写真:「アヴァロン」公開時にインタビューした押井守監督。実はこの時、私の描いたある絵を手にして笑っているのです=2000年撮影拡大「アヴァロン」公開時にインタビューした押井守監督。実はこの時、私の描いたある絵を手にして笑っているのです=2000年撮影

写真:これがその絵。以前にも本欄で紹介しましたが、犬を寄せ集めて押井さんの顔にしただまし絵です拡大これがその絵。以前にも本欄で紹介しましたが、犬を寄せ集めて押井さんの顔にしただまし絵です

写真:DVD「うる星やつら2 ビューティフル・ドリーマー」(東宝ビデオ)拡大DVD「うる星やつら2 ビューティフル・ドリーマー」(東宝ビデオ)〈「うる星やつら2 ビューティフル・ドリーマー」を検索〉

写真:DVD「機動警察パトレイバー2 the Movie」(バンダイビジュアル)拡大DVD「機動警察パトレイバー2 the Movie」(バンダイビジュアル)〈「機動警察パトレイバー2 the Movie」を検索〉

 読者をほとんど顧みず、悪ノリして続けてきた「押井守が面白いほどよく分かる『犬・鳥・魚』講座」。今回はまず、初期の代表作「うる星やつら2 ビューティフル・ドリーマー」(略称BD)を読み解くところから始めましょう。

 ズバリこれは、〈鳥=ラム〉と〈魚=夢邪鬼〉が結託して出来上がった閉じた世界を〈犬=あたる〉がぶち壊す物語。おさらいしておきますと、〈鳥〉と〈魚〉が結びついて危機に陥った世界に〈犬〉が現れ〈鳥〉と〈魚〉を分離(除去)して平安を取り戻そうとする、というのが押井作品の基本構造であり、その陰にはある時期の押井監督が抱えていた「アパートで自分を待つ妻と娘から逃げたい」という願望が塗り込められているんじゃないか、というのが私の「犬・鳥・魚」理論のキモです。

 ラムはもともと、空飛ぶ少女という鳥属性を持ちながら、グラマーな肢体を常にさらすオンナであり、テンちゃんに対しては時に母のように振る舞うという魚属性を備えており、鳥と魚の結びついた「不吉なヒロイン」の資格を持っています(前回の本欄参照)。

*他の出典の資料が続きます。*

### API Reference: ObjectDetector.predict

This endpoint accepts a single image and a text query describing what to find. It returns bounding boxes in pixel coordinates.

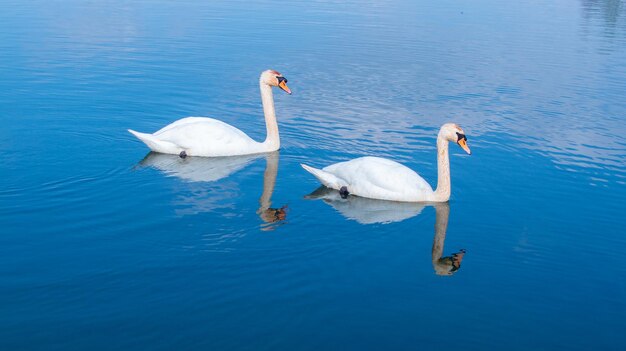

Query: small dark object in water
[339,186,350,199]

コブつき押しかけ女房から逃げ回る主人公を、この時期どんな気持ちで押井さんが演出していたかはさておいて、「BD」を見返すとそんなラムの鳥属性を強調しているポイントが二つあることに気づきます。帽子の少女と、ポンチョ姿のラムです。

 「学園祭前日」を繰り返す世界(元はラムの夢)にちらほら現れる帽子の少女。後にちっこいラムと判明しますが、あの世界に宿る神のようにも見える存在がなぜ「ちっこい」ラムなのか? 純白のワンピースにつばの広い帽子という、いかにも「女の子」然とした姿なのか? あれは、ラムの少女性を抽出した姿なのです。

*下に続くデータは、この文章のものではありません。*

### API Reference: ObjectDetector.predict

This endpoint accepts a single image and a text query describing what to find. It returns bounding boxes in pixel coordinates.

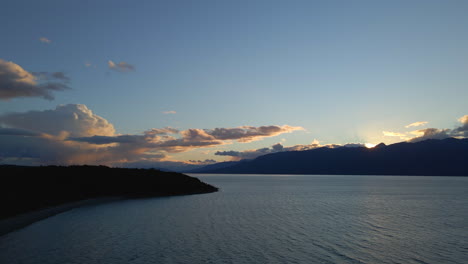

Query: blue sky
[0,0,468,167]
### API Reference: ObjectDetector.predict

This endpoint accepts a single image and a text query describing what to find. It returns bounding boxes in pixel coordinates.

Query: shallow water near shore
[0,174,468,263]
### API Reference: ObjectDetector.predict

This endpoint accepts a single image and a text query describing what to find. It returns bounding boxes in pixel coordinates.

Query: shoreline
[0,197,124,236]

 そして、ひとの夢から世界を作り出しその欲望を肥大させもする夢邪鬼は〈魚〉。夢邪鬼が〈魚〉属性であることは、サクラに「カメ」(竜宮の使い)と呼ばれること、ラムと出会う場所が水族館であること、自分を捕らえようとした面堂とサクラを水の中に閉じ込めたことなどにも現れています。夢邪鬼を手がかりに、夢・欲望・無意識などは〈魚〉が象徴するのだ、と考えると他の作品解釈でもいろいろフに落ちるところがあるのです。夢邪鬼と出会う場面のラムがポンチョ姿なのは、ボディーラインを隠して魚属性を弱めると同時に、翼を持っているようなシルエットにして鳥属性を強めるため。こうして〈鳥〉と〈魚〉の出会いであることが強調されています。

 帽子の少女はあたるに、ループを抜け出す方法を教えます。その場面の最後のセリフが「責任とってね」。鳥と魚の閉じた世界から犬が自由になるためのトリガーとして、「責任とってね」なんて、まるで「もう自由ではいられないのよ」とオンナがオトコを観念させるようなセリフをわざわざ選ぶという、人を食った皮肉というかヒネクレぶり。そしてあたるが異次元空間から落下すると、海面を突き抜け現実の友引町の上空に飛び出します。あそこは空に浮かぶ海だったのか? まさに、鳥と魚の結託した世界です。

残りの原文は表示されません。